What could he even do with this little mystery? He laced his fingers together and just watched her sip her tea. Unbidden, the thought that eventually she might just leave, up and disappear from Azuchi and the region and his life charged into his consciousness, and he wondered if that was why she resisted growing closer. What would that day be like? What would the last thing he’d ever said to her be?
“You know, Kitten,” he started. “Life is there for you to enjoy it.”
“Mmm?”
Their gaze connected and he wondered how many times he’d looked at her without looking at her. Now there was no barrier there. He continued. “Things happen. Stuff is complicated. Tragedy and death and war and famine are almost inevitable. Amida Buddha’s infinite karma might help us in the afterlife, but now? Now is hard. I get it. But the sun shines differently if you’ve resolved that you’re going to let yourself enjoy it. Damn the consequences of later.”

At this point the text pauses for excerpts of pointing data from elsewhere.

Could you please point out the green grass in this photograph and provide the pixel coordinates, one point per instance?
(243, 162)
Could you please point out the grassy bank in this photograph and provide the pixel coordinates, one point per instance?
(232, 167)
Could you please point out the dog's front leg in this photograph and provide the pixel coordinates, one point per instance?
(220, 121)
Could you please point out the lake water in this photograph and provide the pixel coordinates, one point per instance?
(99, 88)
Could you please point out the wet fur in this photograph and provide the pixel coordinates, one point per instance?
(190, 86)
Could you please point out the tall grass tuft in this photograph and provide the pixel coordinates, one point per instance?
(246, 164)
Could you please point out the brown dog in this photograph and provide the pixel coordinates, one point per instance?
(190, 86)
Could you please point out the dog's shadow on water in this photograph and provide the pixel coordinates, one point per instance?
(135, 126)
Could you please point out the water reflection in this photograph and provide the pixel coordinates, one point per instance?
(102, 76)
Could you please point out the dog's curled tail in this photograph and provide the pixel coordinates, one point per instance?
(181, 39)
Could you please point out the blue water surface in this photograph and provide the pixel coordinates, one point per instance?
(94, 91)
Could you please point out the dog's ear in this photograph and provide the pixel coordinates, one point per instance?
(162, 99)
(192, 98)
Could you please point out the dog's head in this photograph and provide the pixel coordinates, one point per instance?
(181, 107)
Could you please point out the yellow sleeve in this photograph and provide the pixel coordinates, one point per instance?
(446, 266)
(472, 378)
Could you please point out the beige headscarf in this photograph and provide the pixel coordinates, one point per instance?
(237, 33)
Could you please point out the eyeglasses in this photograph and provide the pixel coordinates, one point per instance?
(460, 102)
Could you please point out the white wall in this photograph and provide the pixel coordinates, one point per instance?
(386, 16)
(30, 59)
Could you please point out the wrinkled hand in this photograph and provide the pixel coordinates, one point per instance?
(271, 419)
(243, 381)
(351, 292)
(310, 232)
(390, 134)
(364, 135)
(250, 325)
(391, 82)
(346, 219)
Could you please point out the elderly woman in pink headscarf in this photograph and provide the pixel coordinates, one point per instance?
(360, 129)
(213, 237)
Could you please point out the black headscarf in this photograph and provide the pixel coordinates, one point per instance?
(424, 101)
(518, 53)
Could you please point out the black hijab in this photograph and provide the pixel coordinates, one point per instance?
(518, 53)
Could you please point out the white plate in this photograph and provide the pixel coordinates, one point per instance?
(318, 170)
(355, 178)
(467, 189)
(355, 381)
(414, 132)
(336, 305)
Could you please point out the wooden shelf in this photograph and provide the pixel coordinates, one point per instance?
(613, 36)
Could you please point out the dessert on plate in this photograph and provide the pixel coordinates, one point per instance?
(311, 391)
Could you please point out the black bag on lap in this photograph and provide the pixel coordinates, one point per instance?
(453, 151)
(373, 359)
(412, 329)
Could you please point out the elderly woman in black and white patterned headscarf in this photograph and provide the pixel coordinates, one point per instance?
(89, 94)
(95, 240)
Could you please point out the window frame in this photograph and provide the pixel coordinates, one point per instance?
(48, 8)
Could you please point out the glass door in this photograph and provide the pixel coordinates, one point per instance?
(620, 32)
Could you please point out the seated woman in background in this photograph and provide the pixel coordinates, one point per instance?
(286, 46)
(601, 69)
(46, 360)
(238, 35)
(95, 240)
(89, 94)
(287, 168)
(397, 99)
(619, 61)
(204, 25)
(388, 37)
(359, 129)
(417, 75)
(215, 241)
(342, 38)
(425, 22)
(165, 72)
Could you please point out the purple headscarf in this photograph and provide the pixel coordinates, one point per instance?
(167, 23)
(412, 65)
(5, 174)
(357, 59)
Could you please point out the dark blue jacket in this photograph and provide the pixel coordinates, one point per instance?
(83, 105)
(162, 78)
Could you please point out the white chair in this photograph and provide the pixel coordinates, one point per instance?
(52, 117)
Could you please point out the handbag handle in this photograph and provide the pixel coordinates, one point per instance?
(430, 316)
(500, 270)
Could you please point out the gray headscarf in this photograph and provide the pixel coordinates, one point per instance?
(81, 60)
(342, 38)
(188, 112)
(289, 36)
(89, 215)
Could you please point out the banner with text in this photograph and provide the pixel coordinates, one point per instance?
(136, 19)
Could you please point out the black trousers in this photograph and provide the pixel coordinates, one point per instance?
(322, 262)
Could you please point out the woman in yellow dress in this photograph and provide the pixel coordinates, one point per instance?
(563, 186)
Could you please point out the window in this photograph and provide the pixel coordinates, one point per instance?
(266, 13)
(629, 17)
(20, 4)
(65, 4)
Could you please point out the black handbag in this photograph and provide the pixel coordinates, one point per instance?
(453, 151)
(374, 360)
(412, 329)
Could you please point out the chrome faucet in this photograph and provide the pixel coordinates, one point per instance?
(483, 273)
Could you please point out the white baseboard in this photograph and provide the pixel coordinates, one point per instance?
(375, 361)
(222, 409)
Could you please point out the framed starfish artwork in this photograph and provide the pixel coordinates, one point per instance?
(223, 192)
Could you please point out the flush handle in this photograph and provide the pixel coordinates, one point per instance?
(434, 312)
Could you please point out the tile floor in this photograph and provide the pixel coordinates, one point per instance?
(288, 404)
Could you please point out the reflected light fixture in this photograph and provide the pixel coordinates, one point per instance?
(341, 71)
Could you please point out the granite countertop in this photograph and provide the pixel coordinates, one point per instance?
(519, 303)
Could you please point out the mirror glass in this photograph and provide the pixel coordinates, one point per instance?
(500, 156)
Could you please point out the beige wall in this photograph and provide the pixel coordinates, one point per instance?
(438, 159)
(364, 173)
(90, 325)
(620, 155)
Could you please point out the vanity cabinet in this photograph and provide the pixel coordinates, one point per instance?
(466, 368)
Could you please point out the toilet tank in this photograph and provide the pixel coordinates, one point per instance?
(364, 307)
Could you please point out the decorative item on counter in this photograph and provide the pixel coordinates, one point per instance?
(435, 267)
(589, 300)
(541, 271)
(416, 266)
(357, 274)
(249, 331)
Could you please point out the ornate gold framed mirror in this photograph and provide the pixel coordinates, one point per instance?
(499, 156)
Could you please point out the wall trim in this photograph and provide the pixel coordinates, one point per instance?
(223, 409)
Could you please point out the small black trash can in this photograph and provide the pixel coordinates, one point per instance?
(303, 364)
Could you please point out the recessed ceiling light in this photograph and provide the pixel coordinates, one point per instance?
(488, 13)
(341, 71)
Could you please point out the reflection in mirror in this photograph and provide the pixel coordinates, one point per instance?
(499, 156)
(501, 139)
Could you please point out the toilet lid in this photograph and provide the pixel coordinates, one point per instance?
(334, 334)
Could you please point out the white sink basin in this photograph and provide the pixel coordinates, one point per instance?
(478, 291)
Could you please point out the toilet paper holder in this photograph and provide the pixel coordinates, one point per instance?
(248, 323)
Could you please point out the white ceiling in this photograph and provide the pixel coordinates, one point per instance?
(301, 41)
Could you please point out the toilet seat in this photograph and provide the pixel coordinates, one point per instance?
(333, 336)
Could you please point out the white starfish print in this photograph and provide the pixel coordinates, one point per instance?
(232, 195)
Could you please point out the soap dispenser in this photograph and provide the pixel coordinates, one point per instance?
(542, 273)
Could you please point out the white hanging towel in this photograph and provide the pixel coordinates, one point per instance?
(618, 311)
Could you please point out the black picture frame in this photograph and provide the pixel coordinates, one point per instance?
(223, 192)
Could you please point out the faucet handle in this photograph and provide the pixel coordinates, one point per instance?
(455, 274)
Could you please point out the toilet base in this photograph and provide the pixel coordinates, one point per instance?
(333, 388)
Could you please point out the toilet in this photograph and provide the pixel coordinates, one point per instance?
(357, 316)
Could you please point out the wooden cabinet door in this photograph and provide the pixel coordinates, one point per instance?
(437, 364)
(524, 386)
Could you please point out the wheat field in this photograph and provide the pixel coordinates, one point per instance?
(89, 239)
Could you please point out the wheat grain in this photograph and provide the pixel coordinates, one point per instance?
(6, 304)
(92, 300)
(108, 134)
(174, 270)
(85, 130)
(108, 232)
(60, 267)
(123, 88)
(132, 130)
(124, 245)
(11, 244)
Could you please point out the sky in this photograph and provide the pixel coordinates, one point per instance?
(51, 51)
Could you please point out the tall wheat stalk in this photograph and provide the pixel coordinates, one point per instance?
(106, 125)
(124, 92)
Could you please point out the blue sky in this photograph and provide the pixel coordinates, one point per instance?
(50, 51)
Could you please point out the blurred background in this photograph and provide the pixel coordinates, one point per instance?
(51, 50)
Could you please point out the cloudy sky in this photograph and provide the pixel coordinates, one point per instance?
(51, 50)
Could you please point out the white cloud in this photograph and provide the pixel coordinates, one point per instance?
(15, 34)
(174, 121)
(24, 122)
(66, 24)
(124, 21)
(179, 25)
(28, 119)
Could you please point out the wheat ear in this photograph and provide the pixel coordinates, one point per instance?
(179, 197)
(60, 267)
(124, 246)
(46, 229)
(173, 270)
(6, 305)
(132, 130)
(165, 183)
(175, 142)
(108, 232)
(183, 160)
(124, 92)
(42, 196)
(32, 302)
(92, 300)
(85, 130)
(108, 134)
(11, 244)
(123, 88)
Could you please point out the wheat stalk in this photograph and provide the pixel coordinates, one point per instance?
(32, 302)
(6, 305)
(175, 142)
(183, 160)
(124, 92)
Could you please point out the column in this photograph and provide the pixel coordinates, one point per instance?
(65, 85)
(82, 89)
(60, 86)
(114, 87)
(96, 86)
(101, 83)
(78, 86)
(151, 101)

That reached her. He watched her long lashes flutter in surprise, then drop as she inhaled.
“I’ll think about it,” she murmured.
Together they walked back to Azuchi. They’d barely reached the gates before someone hailed them.
“A missive, my lord!”
“Thank you.” Masamune reached out for it. “Who is it for?”
“The lady chatelaine.”
Her? That was strange. Masamune quirked a brow and stepped aside, letting her collect the correspondence herself. “You expecting someone to write you, Kitten?”
“No.” She sounded just as confused as he. “I guess I’ll read it and find out who it’s from later.”
“Right.”
She tucked it into her obi, clearly not giving it a second thought. For his part he had ideas about who it was from and said nothing, telling himself that the pang of irritation was just concern, not jealousy.